49 dipendenti della Santa Sede del Vaticano hanno firmato una petizione collettiva contro il Governatorato, l’organismo che esercita il potere esecutivo e dal quale dipendono i lavoratori dei musei. Le accuse variano dalla mancanza di protezione e il pagamento delle ore straordinarie fino alla sicurezza sul posto di lavoro.
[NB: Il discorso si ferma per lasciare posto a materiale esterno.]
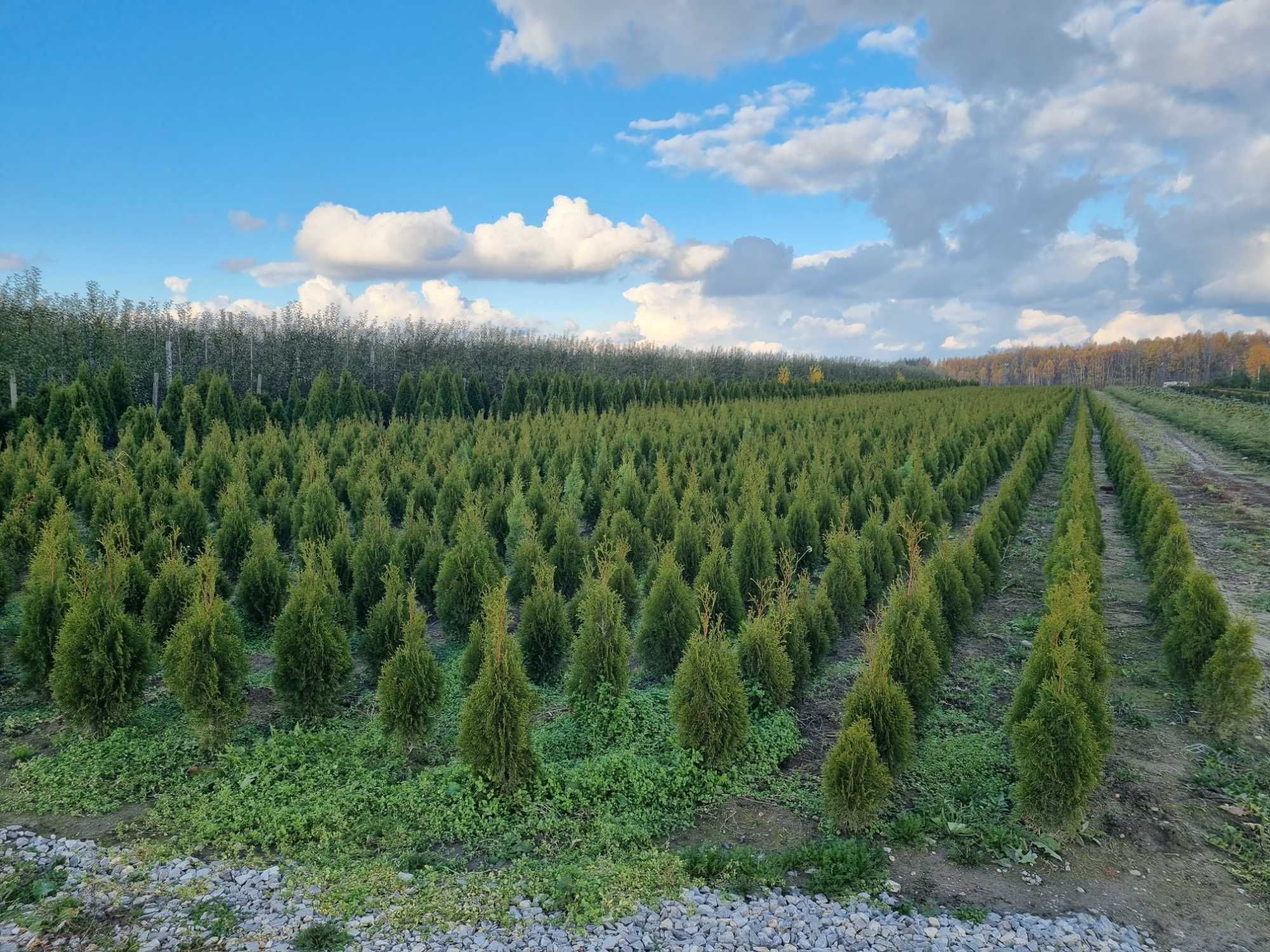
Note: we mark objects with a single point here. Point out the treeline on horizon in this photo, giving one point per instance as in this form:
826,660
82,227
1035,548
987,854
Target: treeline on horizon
1219,359
48,336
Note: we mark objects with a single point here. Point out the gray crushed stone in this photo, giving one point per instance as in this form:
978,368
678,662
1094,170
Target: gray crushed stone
112,887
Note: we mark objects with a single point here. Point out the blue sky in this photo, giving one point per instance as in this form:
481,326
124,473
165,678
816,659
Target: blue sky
142,128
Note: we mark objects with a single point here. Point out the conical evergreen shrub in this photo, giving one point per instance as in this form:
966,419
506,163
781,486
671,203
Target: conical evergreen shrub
855,783
313,658
1173,563
411,687
495,723
877,697
104,657
388,619
754,559
717,576
765,666
915,663
171,595
1201,620
568,555
205,663
234,527
371,558
262,590
46,597
525,563
670,619
471,567
689,546
1057,756
544,629
1230,680
708,701
601,653
844,577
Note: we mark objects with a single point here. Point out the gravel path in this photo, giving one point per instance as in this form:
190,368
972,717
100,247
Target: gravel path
172,906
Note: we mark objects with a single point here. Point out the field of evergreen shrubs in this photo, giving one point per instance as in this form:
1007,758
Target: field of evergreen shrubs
539,637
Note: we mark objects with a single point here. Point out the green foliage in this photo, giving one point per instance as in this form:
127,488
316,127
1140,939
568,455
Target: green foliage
371,558
754,559
708,701
544,630
46,597
855,781
1201,621
844,577
205,663
1057,755
468,571
387,625
669,620
601,653
568,555
234,530
104,656
717,576
915,662
765,666
878,699
495,724
411,687
170,596
309,644
262,588
1230,680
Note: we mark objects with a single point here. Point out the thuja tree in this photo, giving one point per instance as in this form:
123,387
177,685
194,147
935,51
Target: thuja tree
1230,680
878,699
104,657
601,653
765,664
387,625
708,701
205,663
844,577
171,595
46,597
469,568
237,517
371,558
717,576
670,618
1057,753
495,723
855,783
754,558
544,629
411,687
313,659
262,590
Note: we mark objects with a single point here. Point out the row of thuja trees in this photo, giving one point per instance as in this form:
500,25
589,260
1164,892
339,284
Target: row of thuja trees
104,397
332,536
1207,649
911,648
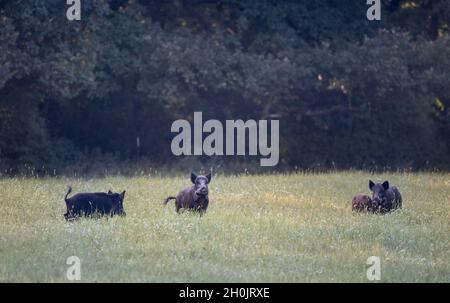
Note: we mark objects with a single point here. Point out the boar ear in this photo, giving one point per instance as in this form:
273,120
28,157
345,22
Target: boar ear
193,177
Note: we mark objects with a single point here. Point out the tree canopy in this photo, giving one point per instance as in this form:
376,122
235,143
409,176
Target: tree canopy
349,93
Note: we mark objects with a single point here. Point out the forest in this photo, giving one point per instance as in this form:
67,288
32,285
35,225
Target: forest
101,94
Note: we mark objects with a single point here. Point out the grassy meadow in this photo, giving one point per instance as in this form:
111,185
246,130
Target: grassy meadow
268,228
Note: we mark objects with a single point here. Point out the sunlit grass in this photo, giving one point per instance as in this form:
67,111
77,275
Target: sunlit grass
274,228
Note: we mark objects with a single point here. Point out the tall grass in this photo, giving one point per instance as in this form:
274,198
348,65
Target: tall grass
270,228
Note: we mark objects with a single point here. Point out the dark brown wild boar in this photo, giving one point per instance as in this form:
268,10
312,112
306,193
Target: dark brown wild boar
194,198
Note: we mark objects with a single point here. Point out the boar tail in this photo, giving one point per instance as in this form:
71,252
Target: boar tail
69,190
168,199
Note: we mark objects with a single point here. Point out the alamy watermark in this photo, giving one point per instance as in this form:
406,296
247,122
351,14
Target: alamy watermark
74,11
73,272
236,138
374,270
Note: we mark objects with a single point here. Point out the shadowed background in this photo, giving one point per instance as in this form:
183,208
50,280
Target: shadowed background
349,93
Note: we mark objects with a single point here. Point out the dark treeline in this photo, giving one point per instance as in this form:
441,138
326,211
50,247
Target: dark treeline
349,93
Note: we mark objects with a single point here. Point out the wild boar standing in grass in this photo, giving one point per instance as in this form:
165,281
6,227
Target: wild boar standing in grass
89,204
387,197
194,198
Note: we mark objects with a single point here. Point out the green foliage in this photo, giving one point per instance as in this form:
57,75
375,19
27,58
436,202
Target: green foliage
348,92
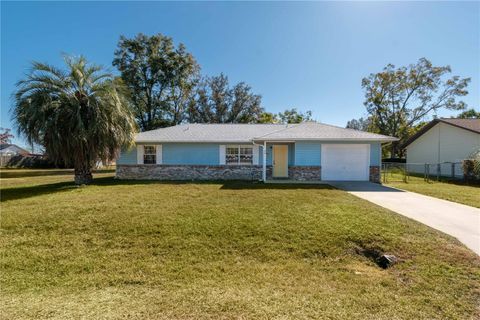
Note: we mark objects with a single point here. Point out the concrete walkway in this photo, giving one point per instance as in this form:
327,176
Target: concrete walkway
458,220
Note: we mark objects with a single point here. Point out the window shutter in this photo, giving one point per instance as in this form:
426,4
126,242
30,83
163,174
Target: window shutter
255,155
159,153
221,159
140,152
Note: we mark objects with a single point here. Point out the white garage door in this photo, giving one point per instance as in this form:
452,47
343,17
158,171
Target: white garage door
345,162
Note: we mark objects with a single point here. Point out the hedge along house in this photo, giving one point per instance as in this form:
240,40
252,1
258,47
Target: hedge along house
306,151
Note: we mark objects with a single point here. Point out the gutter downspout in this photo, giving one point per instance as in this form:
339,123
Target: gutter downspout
264,159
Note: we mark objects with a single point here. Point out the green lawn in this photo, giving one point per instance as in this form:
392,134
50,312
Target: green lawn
119,249
456,191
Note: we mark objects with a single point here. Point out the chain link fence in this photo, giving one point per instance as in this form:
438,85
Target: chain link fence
396,172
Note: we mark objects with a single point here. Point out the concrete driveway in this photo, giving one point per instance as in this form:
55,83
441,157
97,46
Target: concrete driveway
458,220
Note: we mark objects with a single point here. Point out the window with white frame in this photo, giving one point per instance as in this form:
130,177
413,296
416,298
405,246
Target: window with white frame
149,155
239,155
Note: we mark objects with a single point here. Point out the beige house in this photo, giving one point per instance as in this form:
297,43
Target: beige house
443,141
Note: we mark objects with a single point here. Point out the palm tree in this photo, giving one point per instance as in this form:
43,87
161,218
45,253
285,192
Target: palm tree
80,115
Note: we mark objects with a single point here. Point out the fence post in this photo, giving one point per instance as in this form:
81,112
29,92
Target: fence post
384,165
427,172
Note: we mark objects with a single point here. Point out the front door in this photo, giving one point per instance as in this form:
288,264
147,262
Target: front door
280,161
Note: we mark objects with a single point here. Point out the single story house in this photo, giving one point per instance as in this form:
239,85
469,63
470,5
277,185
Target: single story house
441,143
306,151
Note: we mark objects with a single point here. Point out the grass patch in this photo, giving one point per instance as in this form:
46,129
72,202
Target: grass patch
143,249
452,190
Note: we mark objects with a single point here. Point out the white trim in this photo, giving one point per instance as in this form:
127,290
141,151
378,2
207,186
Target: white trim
158,156
140,153
256,157
238,147
222,154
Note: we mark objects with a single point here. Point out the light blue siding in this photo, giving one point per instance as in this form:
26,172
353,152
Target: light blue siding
307,153
128,156
191,153
302,153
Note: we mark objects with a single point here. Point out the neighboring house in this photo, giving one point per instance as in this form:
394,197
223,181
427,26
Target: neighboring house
12,150
443,141
307,151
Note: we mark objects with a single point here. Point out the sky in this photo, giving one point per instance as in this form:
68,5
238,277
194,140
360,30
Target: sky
308,55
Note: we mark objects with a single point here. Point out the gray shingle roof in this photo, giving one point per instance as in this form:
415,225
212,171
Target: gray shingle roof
472,125
257,132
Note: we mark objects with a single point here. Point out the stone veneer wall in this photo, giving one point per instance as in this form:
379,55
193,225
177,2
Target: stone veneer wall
375,174
205,172
305,173
188,172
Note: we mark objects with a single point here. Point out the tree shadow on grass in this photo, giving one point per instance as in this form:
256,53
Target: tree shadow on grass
23,192
16,193
19,173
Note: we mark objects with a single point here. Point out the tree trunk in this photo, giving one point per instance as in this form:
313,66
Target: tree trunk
393,149
83,175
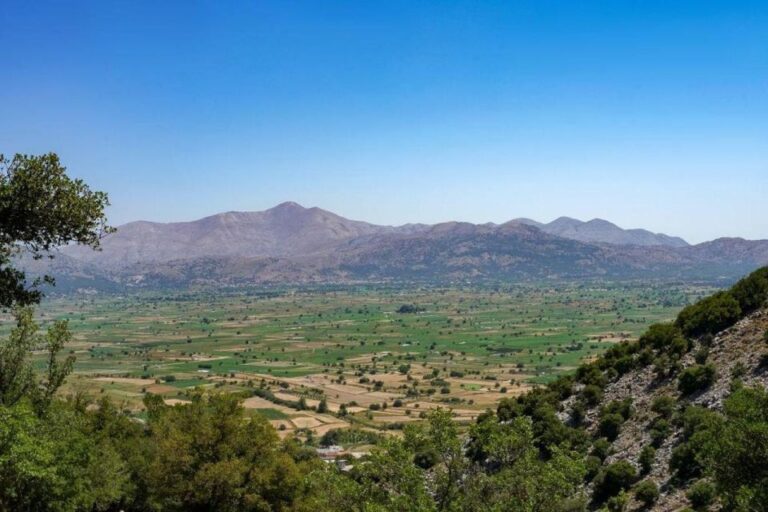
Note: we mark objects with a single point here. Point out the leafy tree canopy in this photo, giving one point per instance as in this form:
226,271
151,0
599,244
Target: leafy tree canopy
41,208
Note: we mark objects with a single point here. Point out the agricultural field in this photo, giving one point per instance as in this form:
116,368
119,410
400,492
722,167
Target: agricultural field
312,361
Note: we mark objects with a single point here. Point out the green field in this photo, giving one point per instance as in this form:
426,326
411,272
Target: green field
465,347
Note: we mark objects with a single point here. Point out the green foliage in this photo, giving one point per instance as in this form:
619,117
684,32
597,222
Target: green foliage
752,291
610,426
666,338
41,208
701,494
710,315
647,456
735,450
613,479
647,492
664,406
686,460
53,464
696,378
18,380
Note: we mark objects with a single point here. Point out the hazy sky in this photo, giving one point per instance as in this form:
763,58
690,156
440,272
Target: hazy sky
648,113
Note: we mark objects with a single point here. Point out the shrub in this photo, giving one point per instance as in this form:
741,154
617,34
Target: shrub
701,355
701,494
660,429
613,479
696,378
592,394
665,338
664,406
710,315
647,492
752,291
647,456
601,449
610,426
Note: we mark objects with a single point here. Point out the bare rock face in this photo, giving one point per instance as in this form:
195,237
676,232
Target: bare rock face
735,353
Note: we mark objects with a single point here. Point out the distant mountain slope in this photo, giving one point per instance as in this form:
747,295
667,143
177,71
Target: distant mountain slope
602,231
285,230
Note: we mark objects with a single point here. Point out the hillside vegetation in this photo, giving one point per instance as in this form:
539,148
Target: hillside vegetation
678,418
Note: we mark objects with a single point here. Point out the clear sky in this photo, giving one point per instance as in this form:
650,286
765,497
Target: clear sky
647,113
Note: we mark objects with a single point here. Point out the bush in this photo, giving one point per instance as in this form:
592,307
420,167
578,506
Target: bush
613,479
647,456
647,492
664,406
752,291
610,426
601,449
660,429
592,394
665,338
696,378
710,315
701,494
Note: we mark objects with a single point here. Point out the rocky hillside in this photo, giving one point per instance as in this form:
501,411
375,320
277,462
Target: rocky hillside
676,419
296,245
602,231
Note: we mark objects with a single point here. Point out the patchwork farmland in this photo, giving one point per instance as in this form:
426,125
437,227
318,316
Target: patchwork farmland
316,360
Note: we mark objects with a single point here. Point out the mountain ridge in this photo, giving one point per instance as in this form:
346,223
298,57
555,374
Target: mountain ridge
293,244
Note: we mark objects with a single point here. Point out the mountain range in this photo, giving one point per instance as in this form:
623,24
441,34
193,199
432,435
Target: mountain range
293,244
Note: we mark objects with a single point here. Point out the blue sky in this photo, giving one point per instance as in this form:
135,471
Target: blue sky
648,113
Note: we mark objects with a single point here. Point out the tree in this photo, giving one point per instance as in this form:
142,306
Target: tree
41,208
696,377
735,450
18,379
647,492
613,479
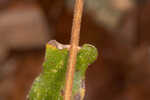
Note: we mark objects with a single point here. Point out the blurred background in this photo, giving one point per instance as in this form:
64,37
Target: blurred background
118,28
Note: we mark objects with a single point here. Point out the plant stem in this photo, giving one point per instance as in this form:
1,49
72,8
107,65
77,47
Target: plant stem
75,35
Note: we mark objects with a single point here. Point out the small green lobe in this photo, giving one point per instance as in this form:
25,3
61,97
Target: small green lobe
49,85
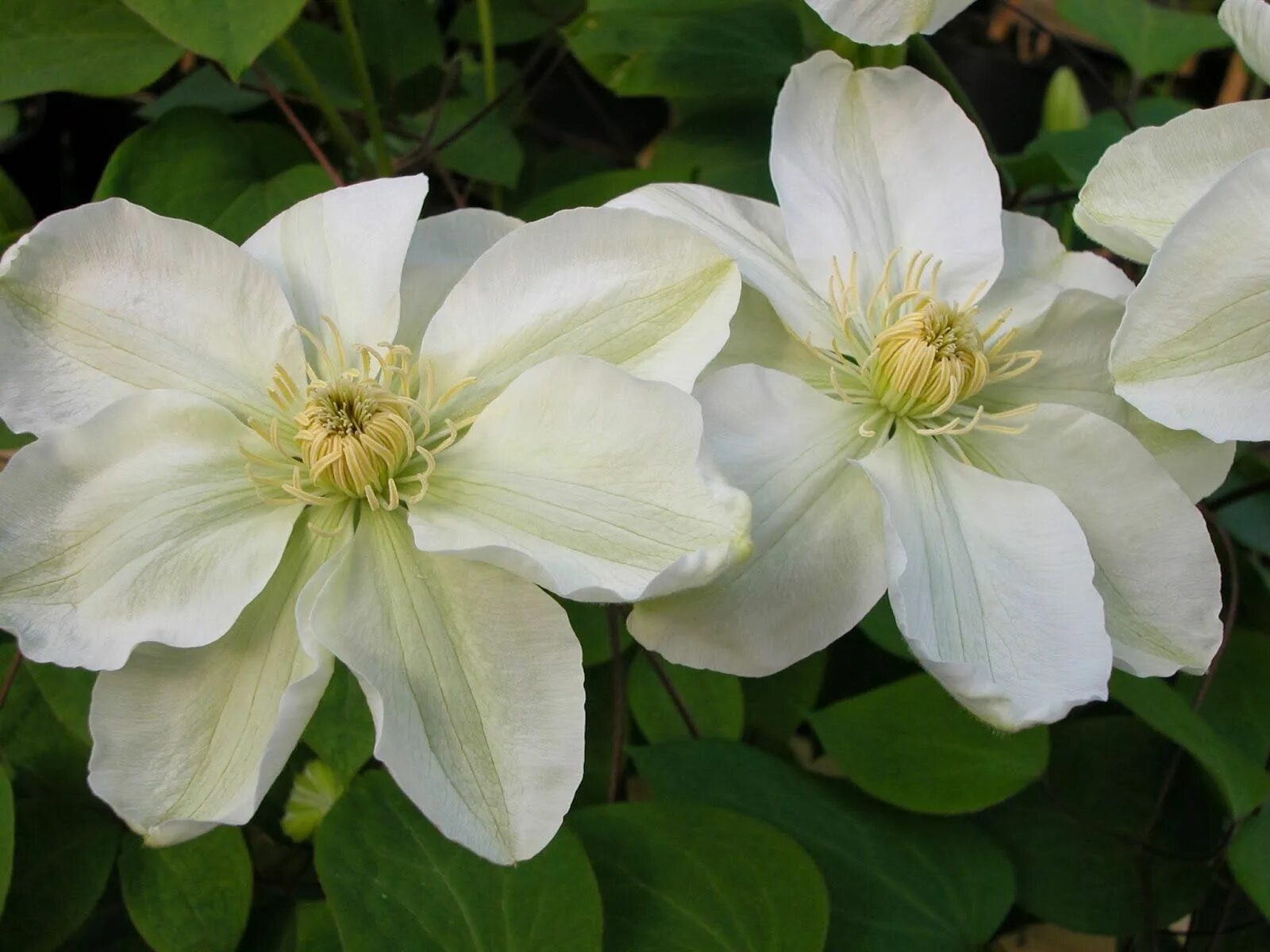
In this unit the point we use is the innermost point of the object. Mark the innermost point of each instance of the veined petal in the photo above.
(186, 739)
(590, 482)
(1143, 184)
(873, 162)
(474, 681)
(1038, 268)
(1075, 340)
(441, 251)
(1249, 25)
(992, 584)
(108, 300)
(1194, 348)
(340, 255)
(1155, 565)
(628, 287)
(761, 338)
(137, 526)
(887, 22)
(819, 559)
(752, 232)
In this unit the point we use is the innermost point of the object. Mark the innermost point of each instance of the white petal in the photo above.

Lo riferisce Il Corriere della Sera: 47 guardiani dei Musei Vaticani, un restauratore e un impiegato della biblioteca hanno fatto appello all’avvocata Laura Sgrò per denunciare che le loro condizioni di lavoro “violano la dignità e la salute di ogni lavoratore”, si legge nel documento.
Dipendenti del Vaticano Sollevano accuse contro il Governatorato
“È evidente la cattiva gestione, che sarebbe ancora più grave se fosse il risultato dell’unica logica di ottenere maggiori profitti”. L’atto è stato notificato negli ultimi giorni al cardinale Fernando Vèrgez Alzaga, presidente del Governatorato e ora rimangono trenta giorni per un tentativo di conciliazione, in assenza del quale verrà avviato un procedimento giudiziario.
Tra le conclusioni trovate nella richiesta vi è, ad esempio, l’inesistenza di fasce orarie per le visite mediche in caso di malattia, il che si collega al fatto che queste, quindi, possono avvenire in qualsiasi momento. Tanto è vero che, come scrive il Corriere, ci sono stati anche casi di dipendenti che sono stati sanzionati mentre erano alla visita medica.
Una seconda questione riguarda il lavoro straordinario, che, secondo la denuncia, “viene pagato meno del lavoro ordinario”, secondo il Rescriptum ex audientia SS.MI del 28 agosto 2015. Uno strumento di cui gli imprenditori abuserebbero costantemente.
Tra le questioni sollevate c’erano anche la decisione presa durante il periodo del Covid di chiudere i musei, o un “avviso di orario” per i dipendenti che sono stati costretti a restare a casa durante la pandemia, il che ha determinato “un saldo orario negativo” per ciascuno. Per rimborsarlo viene trattenuta una quantità dello stipendio “fino all’esaurimento del debito”.
Infine, i 49 dipendenti mettono anche in discussione la sicurezza dei Musei Vaticani: l’assenza di “compensazioni per rischi sanitari, biologici e fisici” dovuta al contatto continuo con i visitatori, il numero limitato di uscite di emergenza per le sale senza aria condizionata. “Ci trattano come merce”, hanno dichiarato al Corriere della Sera.